Coronavirus. Strada (Lce): “Le prime vittime sono state gli operatori sanitari, in alcune Asst il 48% ha contratto il virus”

Coronavirus. Strada (Lce): “Le prime vittime sono state gli operatori sanitari, in alcune Asst il 48% ha contratto il virus”

Coronavirus. Strada (Lce): “Le prime vittime sono state gli operatori sanitari, in alcune Asst il 48% ha contratto il virus”
Analisi della consigliera alla luce di dati forniti da Gallera in risposta a una interrogazione. Da una prima analisi emergono situazioni di una diffusione dell’epidemia che si potrebbe defnitire “incontrollata”. Nell’Asst Valcamonica sui 299 operatori testati (il 15% del totale) il 48% è risultato positivo, il 41% nell’Asst di Lecco. “La media degli operatori positivi rispetto ai testati è del 19%: quasi il doppio del valore nella popolazione generale lombarda (circa 10%), a sua volta il doppio della media nazionale e il quadruplo del Veneto”, osserva la consigliera. I DATI DELLA REGIONE e le IL COMMENTO DI STRADA.

Il coronavirus preoccupa ancora l’Italia. Il bollettino di ieri contava 187 nuovi casi di cui 109 in Lombardia. Numeri comunque ben al di sotto di quelli degli scorsi mesi, che hanno permesso di aprire a una fase di verifica e riflessione su quanto accaduto. È a questo scopo che la consigliera Elisabetta Strada di Lce (Lombardi Civici Europeisti) ha presentato una interrogazione all’assessore al Welfare Giulio Gallera, per conoscere il numero di personale medico e sanitario deceduto e positivo al covid 19. Come è noto, infatti, molti focolai di coronavirus sono nati e si sono sviluppati proprio in ospedale. E coloro chiamati ad assistere i malati sono diventati a loro volta pazienti.

In Lombardia questo è accaduto più che altro. Gli operatori sanitari deceduti, in base ai numeri consegnati da Gallera a Strada, sono stati 52 (di cui 13 medici; 19 operatori non medici; convenzionato; 1 di Direzione appartenente a struttura ospedaliera; 18 Medici di Medicina generale).

Rilevante anche il numero di contagiati, soprattutto in alcune Asst o Strutture. I numeri più preoccupanti riguardano l’Asst Valcamonica, dove sui 299 operatori testati (15% del totale) è risultato positivo il 48%. Poco più basso il dato nell’Asst di Lecco 41% dei positivi su 827 testati. Dati accolti con preoccupazione dalla consigliera Strada.

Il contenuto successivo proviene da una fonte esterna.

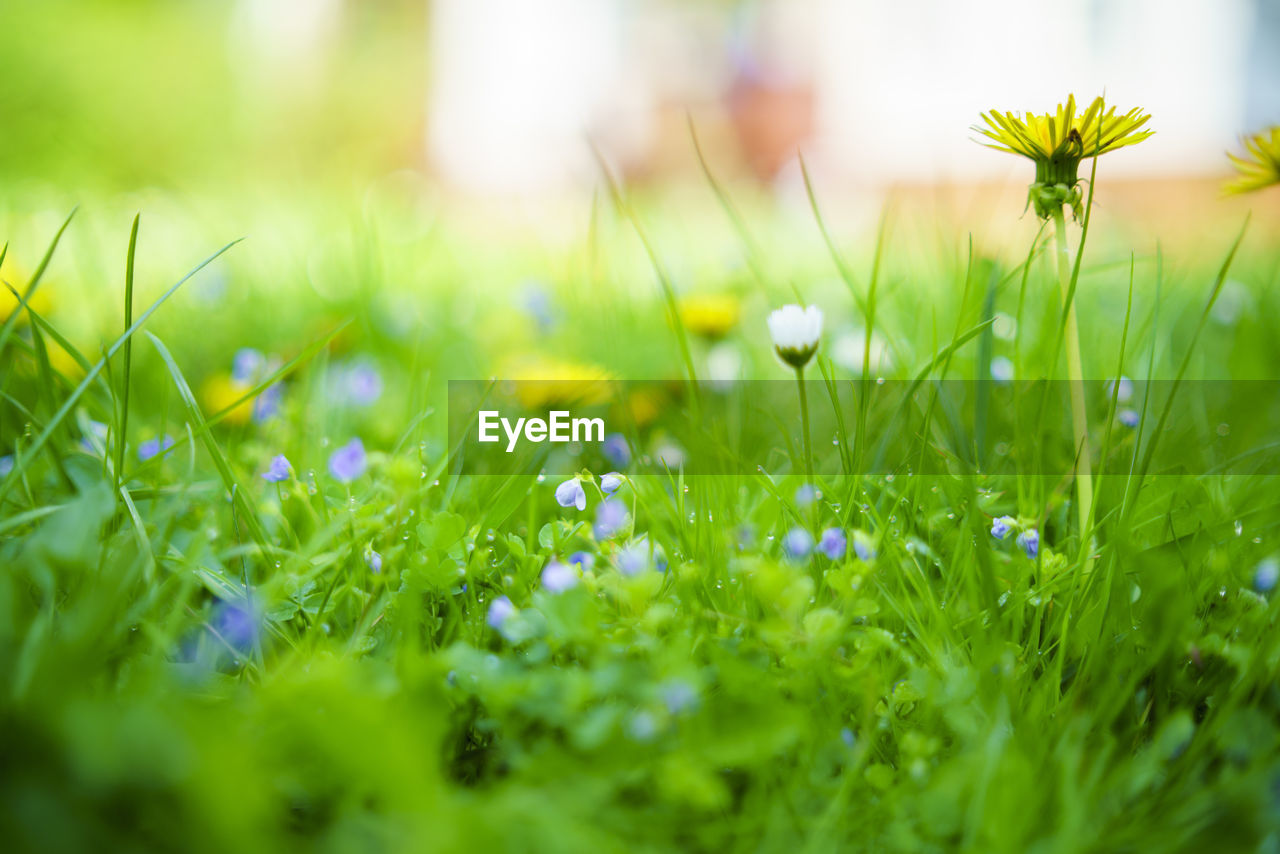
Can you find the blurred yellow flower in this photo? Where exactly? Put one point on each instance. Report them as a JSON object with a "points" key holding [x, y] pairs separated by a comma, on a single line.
{"points": [[542, 380], [711, 315], [1260, 167], [219, 392], [1057, 141]]}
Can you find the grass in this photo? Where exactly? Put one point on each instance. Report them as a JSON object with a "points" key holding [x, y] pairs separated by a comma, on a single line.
{"points": [[197, 658]]}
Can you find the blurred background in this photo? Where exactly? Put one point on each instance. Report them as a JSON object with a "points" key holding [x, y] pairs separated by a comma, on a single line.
{"points": [[501, 99]]}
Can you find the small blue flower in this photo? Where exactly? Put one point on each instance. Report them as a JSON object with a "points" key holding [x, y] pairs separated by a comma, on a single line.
{"points": [[833, 543], [1029, 542], [348, 462], [499, 612], [364, 384], [237, 624], [616, 450], [609, 516], [95, 438], [538, 302], [679, 695], [151, 447], [643, 726], [798, 543], [1266, 575], [558, 578], [571, 494], [1001, 370], [247, 365], [278, 470]]}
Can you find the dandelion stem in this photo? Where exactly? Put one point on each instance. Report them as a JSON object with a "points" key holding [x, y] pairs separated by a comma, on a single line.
{"points": [[1075, 377]]}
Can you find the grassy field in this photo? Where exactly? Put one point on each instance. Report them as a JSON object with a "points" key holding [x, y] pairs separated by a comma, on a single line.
{"points": [[206, 648]]}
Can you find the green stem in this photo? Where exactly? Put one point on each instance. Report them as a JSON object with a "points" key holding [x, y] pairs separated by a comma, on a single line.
{"points": [[804, 418], [1075, 375]]}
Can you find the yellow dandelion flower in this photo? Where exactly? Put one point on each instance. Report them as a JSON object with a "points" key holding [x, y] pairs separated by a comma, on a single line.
{"points": [[1260, 167], [1057, 141], [220, 391], [711, 315]]}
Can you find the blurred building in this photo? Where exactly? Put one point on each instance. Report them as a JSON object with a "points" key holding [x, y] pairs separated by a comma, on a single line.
{"points": [[878, 92]]}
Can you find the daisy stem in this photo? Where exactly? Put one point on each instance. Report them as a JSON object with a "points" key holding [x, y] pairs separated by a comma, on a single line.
{"points": [[1075, 377], [804, 419]]}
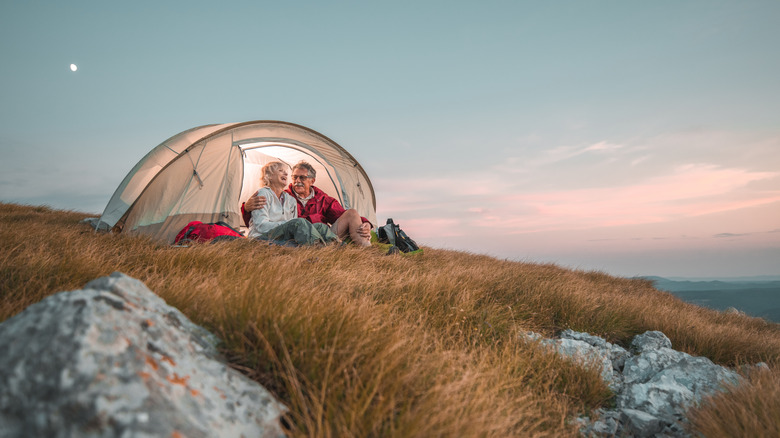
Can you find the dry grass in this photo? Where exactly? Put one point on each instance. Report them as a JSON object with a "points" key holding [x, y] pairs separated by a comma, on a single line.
{"points": [[360, 344], [751, 409]]}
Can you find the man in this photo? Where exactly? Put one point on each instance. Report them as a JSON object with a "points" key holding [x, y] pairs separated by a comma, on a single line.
{"points": [[316, 206]]}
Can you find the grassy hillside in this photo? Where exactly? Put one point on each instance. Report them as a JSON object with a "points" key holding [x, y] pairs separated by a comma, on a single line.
{"points": [[357, 343]]}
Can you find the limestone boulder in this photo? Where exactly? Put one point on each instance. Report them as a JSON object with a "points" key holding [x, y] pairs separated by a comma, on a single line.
{"points": [[114, 360]]}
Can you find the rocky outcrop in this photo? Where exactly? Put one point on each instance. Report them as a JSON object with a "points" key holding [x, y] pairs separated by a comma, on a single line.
{"points": [[114, 360], [654, 384]]}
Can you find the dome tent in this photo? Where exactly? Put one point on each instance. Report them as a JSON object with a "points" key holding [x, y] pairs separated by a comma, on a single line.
{"points": [[205, 173]]}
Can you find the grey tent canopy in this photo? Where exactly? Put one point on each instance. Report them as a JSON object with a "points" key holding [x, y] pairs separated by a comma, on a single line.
{"points": [[205, 173]]}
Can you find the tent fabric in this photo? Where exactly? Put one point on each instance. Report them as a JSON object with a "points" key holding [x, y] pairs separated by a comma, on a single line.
{"points": [[205, 173]]}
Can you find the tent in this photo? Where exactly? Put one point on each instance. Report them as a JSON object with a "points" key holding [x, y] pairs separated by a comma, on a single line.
{"points": [[205, 173]]}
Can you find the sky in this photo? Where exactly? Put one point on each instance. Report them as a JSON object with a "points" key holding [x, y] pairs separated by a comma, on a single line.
{"points": [[632, 138]]}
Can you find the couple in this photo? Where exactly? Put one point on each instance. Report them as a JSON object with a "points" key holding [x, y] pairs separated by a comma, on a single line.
{"points": [[300, 211]]}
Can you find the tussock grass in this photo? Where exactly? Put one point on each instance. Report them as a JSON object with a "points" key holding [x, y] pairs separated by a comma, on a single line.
{"points": [[361, 344]]}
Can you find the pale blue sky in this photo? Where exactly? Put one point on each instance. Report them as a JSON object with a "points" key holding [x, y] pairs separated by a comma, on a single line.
{"points": [[637, 138]]}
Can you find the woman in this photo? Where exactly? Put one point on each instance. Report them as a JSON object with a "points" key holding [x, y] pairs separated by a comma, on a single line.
{"points": [[280, 206], [278, 220]]}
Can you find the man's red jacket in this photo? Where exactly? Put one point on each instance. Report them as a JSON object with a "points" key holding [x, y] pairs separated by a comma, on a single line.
{"points": [[320, 208]]}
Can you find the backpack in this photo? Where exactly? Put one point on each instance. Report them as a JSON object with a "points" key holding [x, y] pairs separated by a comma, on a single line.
{"points": [[197, 231], [394, 235]]}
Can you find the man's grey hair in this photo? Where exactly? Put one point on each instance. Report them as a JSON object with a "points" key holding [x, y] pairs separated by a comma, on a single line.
{"points": [[307, 167]]}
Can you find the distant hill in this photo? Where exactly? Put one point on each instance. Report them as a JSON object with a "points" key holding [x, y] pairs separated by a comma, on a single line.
{"points": [[755, 298]]}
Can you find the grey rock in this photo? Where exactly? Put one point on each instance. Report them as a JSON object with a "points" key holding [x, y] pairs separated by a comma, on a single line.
{"points": [[595, 341], [113, 360], [651, 340], [677, 386], [606, 423], [641, 424], [641, 368], [654, 387], [588, 355], [619, 356]]}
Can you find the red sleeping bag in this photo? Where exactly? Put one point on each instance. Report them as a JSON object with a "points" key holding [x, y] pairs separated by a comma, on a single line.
{"points": [[197, 231]]}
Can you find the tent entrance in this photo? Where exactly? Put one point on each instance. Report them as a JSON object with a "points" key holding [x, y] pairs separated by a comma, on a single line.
{"points": [[258, 152]]}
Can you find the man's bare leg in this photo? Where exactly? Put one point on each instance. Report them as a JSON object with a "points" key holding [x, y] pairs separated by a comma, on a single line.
{"points": [[351, 225]]}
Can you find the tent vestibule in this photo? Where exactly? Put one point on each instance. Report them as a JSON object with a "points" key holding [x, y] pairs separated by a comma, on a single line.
{"points": [[205, 173]]}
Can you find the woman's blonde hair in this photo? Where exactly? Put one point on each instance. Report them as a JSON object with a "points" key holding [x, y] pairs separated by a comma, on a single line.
{"points": [[268, 170]]}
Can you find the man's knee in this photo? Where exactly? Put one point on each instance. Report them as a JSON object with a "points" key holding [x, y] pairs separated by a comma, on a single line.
{"points": [[350, 216]]}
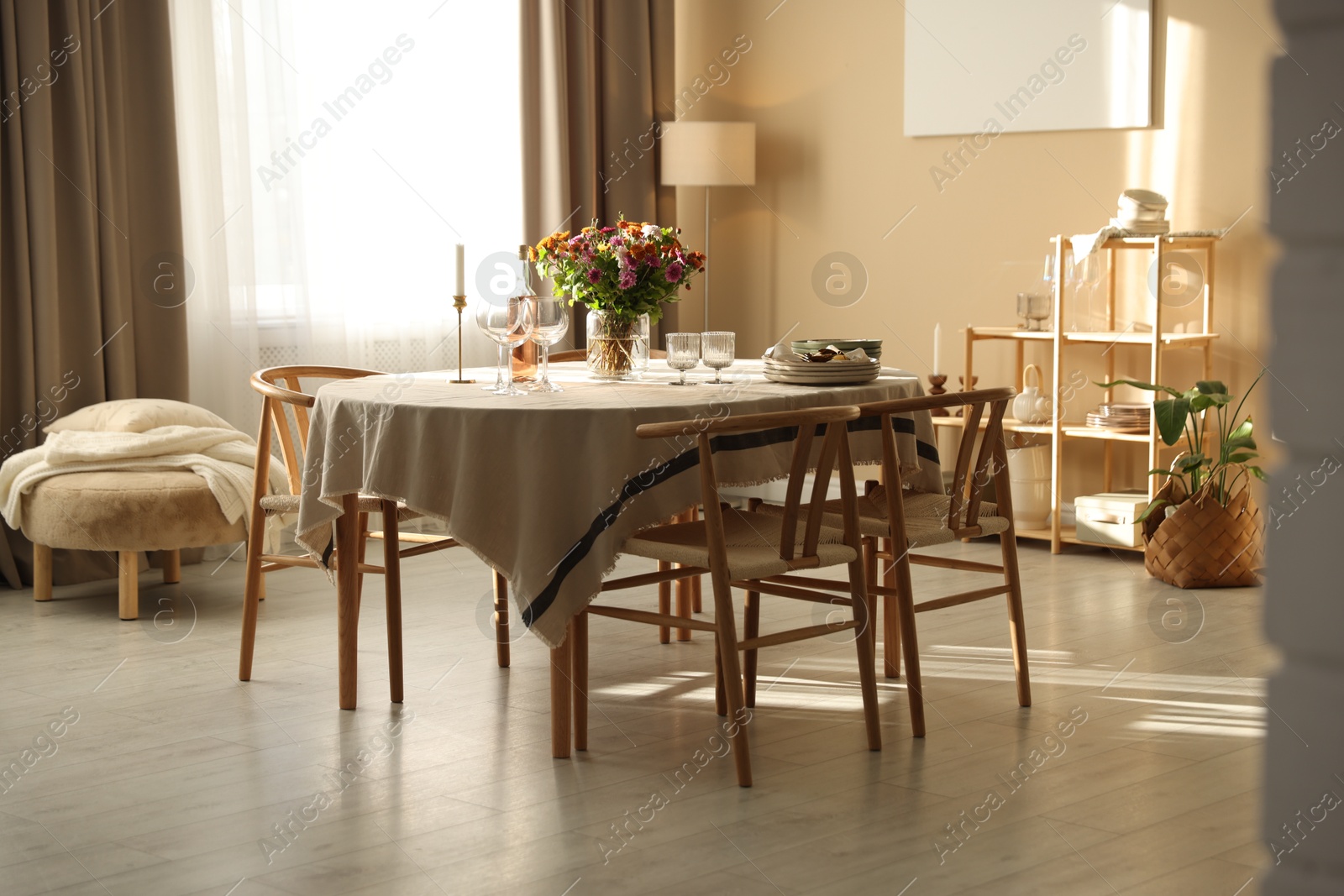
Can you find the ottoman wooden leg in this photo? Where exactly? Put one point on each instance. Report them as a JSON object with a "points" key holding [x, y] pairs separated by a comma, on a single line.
{"points": [[128, 584], [172, 567], [40, 573]]}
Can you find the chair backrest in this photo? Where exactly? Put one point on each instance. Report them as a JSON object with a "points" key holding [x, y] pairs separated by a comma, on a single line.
{"points": [[281, 390], [581, 355], [974, 470], [830, 422]]}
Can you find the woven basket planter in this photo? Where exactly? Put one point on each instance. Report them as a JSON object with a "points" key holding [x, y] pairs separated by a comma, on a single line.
{"points": [[1205, 544]]}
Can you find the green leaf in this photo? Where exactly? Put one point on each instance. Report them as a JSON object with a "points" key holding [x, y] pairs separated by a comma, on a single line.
{"points": [[1142, 385], [1191, 463], [1200, 401], [1152, 506], [1171, 418]]}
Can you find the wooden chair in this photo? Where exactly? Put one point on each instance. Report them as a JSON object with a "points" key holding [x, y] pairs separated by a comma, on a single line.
{"points": [[280, 389], [581, 355], [687, 590], [891, 517], [754, 553]]}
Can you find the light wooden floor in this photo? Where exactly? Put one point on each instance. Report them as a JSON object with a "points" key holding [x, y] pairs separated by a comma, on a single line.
{"points": [[175, 773]]}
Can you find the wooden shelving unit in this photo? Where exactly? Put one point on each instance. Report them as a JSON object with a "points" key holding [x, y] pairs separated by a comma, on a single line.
{"points": [[1156, 342]]}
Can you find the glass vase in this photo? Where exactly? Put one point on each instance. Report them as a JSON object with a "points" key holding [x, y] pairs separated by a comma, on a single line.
{"points": [[617, 345]]}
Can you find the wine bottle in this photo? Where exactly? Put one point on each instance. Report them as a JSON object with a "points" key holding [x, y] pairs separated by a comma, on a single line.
{"points": [[526, 355]]}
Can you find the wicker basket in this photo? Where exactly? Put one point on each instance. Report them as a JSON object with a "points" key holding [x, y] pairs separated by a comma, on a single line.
{"points": [[1205, 544]]}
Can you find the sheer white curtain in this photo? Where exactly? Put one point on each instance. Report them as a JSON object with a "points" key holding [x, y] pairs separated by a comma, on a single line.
{"points": [[333, 154]]}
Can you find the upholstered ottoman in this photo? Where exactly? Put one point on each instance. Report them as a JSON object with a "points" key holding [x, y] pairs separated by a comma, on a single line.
{"points": [[123, 512]]}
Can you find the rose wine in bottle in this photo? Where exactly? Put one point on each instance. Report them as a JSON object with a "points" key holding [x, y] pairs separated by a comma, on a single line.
{"points": [[526, 355]]}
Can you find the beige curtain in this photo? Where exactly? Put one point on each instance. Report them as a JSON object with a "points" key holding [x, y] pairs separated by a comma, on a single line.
{"points": [[92, 275], [597, 74]]}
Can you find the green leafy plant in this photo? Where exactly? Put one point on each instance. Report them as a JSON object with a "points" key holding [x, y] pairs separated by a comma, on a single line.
{"points": [[1218, 448]]}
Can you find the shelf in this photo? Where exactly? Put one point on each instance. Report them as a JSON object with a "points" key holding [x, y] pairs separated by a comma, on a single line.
{"points": [[1121, 338], [1070, 432], [1097, 432], [1068, 535]]}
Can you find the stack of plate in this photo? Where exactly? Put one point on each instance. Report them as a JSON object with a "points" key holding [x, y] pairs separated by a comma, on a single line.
{"points": [[1142, 211], [871, 347], [1129, 418], [835, 372]]}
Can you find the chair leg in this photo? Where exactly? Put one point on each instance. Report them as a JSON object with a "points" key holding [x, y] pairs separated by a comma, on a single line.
{"points": [[393, 591], [909, 642], [664, 602], [578, 658], [40, 573], [870, 577], [172, 567], [727, 644], [721, 701], [561, 692], [890, 617], [128, 584], [501, 620], [1016, 622], [683, 606], [750, 629], [363, 546], [864, 647], [253, 590]]}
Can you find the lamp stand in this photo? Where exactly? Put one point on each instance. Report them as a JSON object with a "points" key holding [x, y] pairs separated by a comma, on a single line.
{"points": [[707, 258]]}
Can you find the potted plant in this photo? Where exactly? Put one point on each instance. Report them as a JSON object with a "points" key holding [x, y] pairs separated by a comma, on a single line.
{"points": [[1209, 532], [624, 275]]}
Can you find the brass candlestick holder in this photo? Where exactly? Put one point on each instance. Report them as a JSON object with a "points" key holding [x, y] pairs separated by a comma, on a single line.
{"points": [[936, 387], [964, 387], [460, 304]]}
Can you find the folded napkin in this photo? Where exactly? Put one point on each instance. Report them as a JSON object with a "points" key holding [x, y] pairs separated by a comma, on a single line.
{"points": [[1086, 244], [783, 354]]}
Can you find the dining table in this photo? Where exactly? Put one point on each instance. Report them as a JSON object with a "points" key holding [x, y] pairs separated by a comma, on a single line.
{"points": [[548, 486]]}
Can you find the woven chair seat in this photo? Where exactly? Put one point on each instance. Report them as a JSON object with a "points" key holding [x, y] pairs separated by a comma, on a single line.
{"points": [[752, 539], [273, 504], [927, 517]]}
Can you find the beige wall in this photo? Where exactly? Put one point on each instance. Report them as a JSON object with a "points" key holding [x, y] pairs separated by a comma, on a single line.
{"points": [[823, 81]]}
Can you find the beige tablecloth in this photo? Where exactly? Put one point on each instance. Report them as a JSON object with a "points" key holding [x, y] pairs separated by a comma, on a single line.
{"points": [[548, 488]]}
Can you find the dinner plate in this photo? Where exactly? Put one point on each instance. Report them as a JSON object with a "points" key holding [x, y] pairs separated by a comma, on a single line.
{"points": [[850, 375], [871, 347]]}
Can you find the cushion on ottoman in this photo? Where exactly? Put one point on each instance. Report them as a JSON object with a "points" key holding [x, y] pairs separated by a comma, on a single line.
{"points": [[111, 511]]}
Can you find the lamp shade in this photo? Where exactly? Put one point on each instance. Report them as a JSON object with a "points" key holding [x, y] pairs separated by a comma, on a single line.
{"points": [[709, 154]]}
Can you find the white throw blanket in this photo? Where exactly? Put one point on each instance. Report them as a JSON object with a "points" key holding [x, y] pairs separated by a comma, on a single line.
{"points": [[222, 457]]}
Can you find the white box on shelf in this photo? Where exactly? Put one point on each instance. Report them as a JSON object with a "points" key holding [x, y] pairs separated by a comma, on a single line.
{"points": [[1110, 517]]}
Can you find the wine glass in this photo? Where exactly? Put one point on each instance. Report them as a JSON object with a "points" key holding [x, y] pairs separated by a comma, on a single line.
{"points": [[508, 322], [718, 349], [683, 354], [550, 324]]}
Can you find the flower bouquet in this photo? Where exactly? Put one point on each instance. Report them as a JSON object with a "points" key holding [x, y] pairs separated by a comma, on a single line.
{"points": [[624, 275]]}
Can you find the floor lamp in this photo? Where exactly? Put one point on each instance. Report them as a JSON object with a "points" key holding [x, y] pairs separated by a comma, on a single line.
{"points": [[709, 154]]}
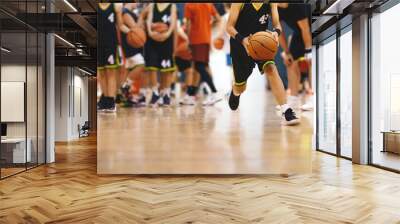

Per Strada, da una prima analisi dei dati presentati da Gallera, comunque “incompleti e parziali” rispetto a quanto richiesto, “si evince che la mancanza di una procedura unica per ogni singola categoria del personale sanitario e della struttura in cui opera,  abbia causato una situazione di una diffusione incontrollata dell’epidemia tra i lavoratori e i pazienti”.

“La media degli operatori positivi rispetto ai testati – osserva Strada – è del 19%: quasi il doppio del valore riscontrato nella popolazione generale lombarda (circa 10%), a sua volta il doppio della media nazionale e il quadruplo del Veneto. Un quarto delle strutture ha oltre il 25% degli operatori testati positivi. Tra gli enti di cui si conoscono i dati completi (ovvero è stato possibile quantificare la rappresentatività del campione testato), molti enti risultano avere un tasso di tamponi positivi elevato, che dovrebbe consigliare di aumentare la dimensione del campione a un maggior numero di operatori. Ad esempio l'ASST di Lecco e l'ASST Papa Giovanni XXIII di Bergamo”.

Per Strada, insomma, restano ancora molti coni d’ombra su quanto accaduto. Ma anche molte misure da mettere in campo oggi per verificare le condizioni di salute degli operatori sanitari e non ripetere gli errori già fatt.